Si dovrebbe pensare che questa eccezionale scoperta dovesse aprire al medico ungherese la via del trionfo professionale e scientifico, ma non fu così: Semmelweis fu criticato, sbeffeggiato, umiliato, praticamente cacciato da Vienna. Nel suo libro del 1861 scriveva: “ molte aule di medicina ospitano professori che fanno lezione apparentemente dotte sulla febbre puerperale e che mi diffamano e parlano male delle mie teorie, A Vienna, il luogo dove ho avuto i miei successi, nel 1854 ben 400 donne sono morte di infezione puerperale; i miei insegnamenti sono ignorati; la facoltà di medicina di Würzburg ha assegnato il premio più importante del 1959 a una monografia nella quale i miei insegnamenti vengono criticati e le mie teorie respinte”. E in realtà questo atteggiamento della medicina ufficiale non mutò per molti e molti anni.
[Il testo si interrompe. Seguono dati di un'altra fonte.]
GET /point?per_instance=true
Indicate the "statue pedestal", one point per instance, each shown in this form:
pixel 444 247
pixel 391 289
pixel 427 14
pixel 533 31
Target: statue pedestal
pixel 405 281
Cosa se ne pensava in Italia? Ritorno per un attimo al mio Manuale Completo di Ostetricia di Balocchi (che, se ricordate, è del 1860) e leggo, nel capitolo intitolato “Febbre puerperale”: “”Non è solamente necessario che l’ostetrico la riconosca per curarla convenientemente, ma è puro importante che fin dai primordi la riconosca la levatrice, giacché spesso, sotto certe condizioni speciali dell’atmosfera si sviluppa anco dopo i parti più normali…..L’infiammazione…. riconosce per causa indiretta i dolori del parto specialmente prolungato e per causa diretta il trattamento soverchio e le pressioni esercitate dal feto sulle pareti uterine, le manovre necessarie per estrarre il feto la placenta, i raffreddamenti, l’abuso di alimenti nel puerperio, vive impressioni morali, ecc. ecc.” Sono deliziato dalle “vive impressioni morali”, ma non molto ben impressionato dalla mancanza di riferimenti alle teorie di Semmelweiss, che pure erano oggetto di discussione in tutta Europa.Insomma, gli ostetrici italiani continuavano a non lavarsi le mani e se dovevano curare una febbre puerperale le applicavano “20 o 30 mignatte alle fosse iliache”.

Dunque, spero che si cominci a capire cosa si potevano aspettare, 150 anni orsono, le donne italiane dalla medicina. I ginecologi non avevano alcuna conoscenza in campo contraccettivo e in ogni caso consideravano la materia indegna di un medico perbene. Le donne abortivano, usando le erbe che le ostetriche indicavano loro, spesso sbagliando dosaggio e finendo nei guai più seri per differenti forme di avvelenamento. Molte di esse diffidavano dell’aborto meccanico, che le ostetriche eseguivano con metodi grossolani e che causavano drammatiche infezioni pelviche, che cronicizzavano con grande frequenza e che le donne romagnole chiamavano “le miserie genitali”. In molte famiglie si preferiva lasciar nascere i bambini e poi soffocarli nel sonno, dando la colpa al gattone di casa, pur di evitare le mortificazioni degli aborti procurati. Le donne avevano paura dell’ospedale, non avevano abbastanza soldi per pagare il medico, erano costrette a convivere con orrende infezioni vaginali che potevano rendere la loro vita un vero inferno. Non era comunque, in alcun caso, una vita facile e la medicina non faceva assolutamente niente per alleviare questo stato di cose. Perché le donne morivano in gran numero, di parto, di aborto, di assenza di cure. Una donna che aveva la sfortuna di essere piccola di statura era condannata a morire di parto, se qualcuno non intercedeva per lei e la faceva abortire prima, e questo solo perché il suo bacino era troppo stretto. La medesima cosa accadeva alle ragazze che avevano portato pesi sulla testa quando ancora il loro sviluppo non si era completato, e alle giovani rachitiche, e a tante altre sventurate.

Ci sono voluti molti anni, è occorsa molta pazienza perché finalmente le cose cominciassero a migliorare, e non possiamo stupirci oggi se le donne sono diventate diffidenti. Diffidenti e spaventate: hanno cominciato a vedere orchi da tutte le parti e non vogliono fare più figli se questo deve servire solo a nutrirli.